Classifying workers as independent contractors has been a hot topic at the DOL’s wage and hour division due to numerous lawsuits in recent years. Just recently, the Department of Labor (DOL) released a final rule to help draw a clearer line between who qualifies as an employee and who may be considered an independent contractor under the Fair Labor Standards Act (FLSA).
What is the Difference Between a Common Law Employee and an Independent Contractor?
We’ve provided a quick guide below.
Common Law Employee |
Independent Contractor |
Employed by company with employer authority over work |
Self-Employed (treated as a separate business) |
Employee-Employer Relationship with Company |
Strictly Contractual Relationship with Company |
Subject to minimum wage, UI, WC, Overtime Rules, etc. |
No Min. Wage, No UI, No WC, No overtime |
Wages Typically Reported on W-2 |
Typically Receives a 1099 |
Subject to Payroll Taxes |
Pays Self-Employment Tax |
Must be Offered Certain Employee Benefits |
May be Offered No Benefits |
Generally Favored by EB Laws |
Generally Ignored by EB Laws |
Determining Classification
To determine classification, the IRS employs a "Right to Control" test, considering three main factors:
- Behavioral Control: Does the company have the right to control what the worker does or how the worker does the job?
- Financial Control: Does the company have the right to control the financial and business aspects of the worker’s job?
- Relationship of the Parties: Evaluating the written or oral agreements and the nature of the business relationship.
Back in 2021, following various lawsuits claiming to misclassify many gig workers like ride-share and food delivery drivers, the DOL released a rule defining the distinction between an employee and an employer contract under the FLSA. The rule was made quite favorably towards employers, making it very easy to classify an employee as an independent contractor using a very broad two-factor test.

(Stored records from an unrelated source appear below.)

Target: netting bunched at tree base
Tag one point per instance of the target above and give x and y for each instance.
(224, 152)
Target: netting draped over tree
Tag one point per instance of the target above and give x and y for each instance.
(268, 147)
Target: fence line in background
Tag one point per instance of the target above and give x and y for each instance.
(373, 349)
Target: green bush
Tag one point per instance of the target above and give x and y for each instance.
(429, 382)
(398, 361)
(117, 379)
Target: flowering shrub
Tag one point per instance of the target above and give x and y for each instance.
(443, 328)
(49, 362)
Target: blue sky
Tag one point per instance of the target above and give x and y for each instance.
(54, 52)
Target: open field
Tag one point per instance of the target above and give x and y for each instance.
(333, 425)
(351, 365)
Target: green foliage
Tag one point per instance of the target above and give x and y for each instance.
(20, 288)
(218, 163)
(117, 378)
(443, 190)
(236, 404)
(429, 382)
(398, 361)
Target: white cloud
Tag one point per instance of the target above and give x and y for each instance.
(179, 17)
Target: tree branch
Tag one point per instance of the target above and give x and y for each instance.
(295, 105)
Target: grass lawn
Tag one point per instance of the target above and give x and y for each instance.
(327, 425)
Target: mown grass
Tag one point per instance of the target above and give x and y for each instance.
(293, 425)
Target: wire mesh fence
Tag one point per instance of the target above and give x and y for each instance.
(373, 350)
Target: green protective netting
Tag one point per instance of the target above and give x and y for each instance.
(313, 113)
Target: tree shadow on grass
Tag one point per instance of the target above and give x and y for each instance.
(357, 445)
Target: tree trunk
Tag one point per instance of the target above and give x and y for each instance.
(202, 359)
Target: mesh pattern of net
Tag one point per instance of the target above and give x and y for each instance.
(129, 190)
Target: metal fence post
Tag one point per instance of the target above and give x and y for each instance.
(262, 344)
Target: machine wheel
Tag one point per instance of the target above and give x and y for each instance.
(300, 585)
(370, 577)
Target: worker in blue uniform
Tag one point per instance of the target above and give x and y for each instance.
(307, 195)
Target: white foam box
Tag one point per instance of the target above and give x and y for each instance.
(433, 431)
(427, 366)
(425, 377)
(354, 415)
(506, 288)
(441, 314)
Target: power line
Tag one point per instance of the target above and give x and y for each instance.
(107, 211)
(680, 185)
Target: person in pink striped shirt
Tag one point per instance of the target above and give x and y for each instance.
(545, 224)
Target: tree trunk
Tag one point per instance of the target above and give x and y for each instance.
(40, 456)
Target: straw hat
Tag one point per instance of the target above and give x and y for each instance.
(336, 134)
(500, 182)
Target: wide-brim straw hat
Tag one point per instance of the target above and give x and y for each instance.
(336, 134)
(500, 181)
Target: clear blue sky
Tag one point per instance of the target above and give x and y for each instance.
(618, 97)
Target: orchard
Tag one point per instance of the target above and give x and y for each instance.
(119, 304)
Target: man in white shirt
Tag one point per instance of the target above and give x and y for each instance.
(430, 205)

However, the most recent final rule that went into effect just last week on March 11, 2024, rescinds the 2021 Independent Contractor Rule, aiming to stay consistent with existing law and judicial precedent.
The Economic Realities Test
At the heart of the recent rule is restoring a multifactor totality-of-the-circumstances analysis that courts have historically employed to determine a worker's status. This new approach referred to as the “Economic Realities” test, is used to determine whether the FLSA, FMLA, and ADEA should apply. It considers six factors, including:
- Opportunity for profit or loss depending on managerial skill.
- Investments by the worker and the employer.
- Permanence of the work relationship.
- Nature and degree of control.
- Whether the work performed is integral to the employer’s business.
- Skill and initiative.
Dangers of Misclassification
Misclassification can lead to various complications, including:
- Retroactive reclassification
- Payroll issues
- Breach of fiduciary duty
- ACA employer shared responsibility penalties
- Nondiscrimination Testing – reclassified employees may change Eligibility Test results
- Reclassification of workers could result in a larger pool of eligible employees and increased group size, affecting many benefits and compliance items (e.g., employer thought it had 48 employees but actually had 52 employees)
This final rule marks a significant milestone in protecting workers' rights and combating misclassification. Acting Secretary of Labor Julie Su emphasized the gravity of the issue in a press release, stating that “misclassifying employees as independent contractors is a serious issue that deprives workers of basic rights and protections.”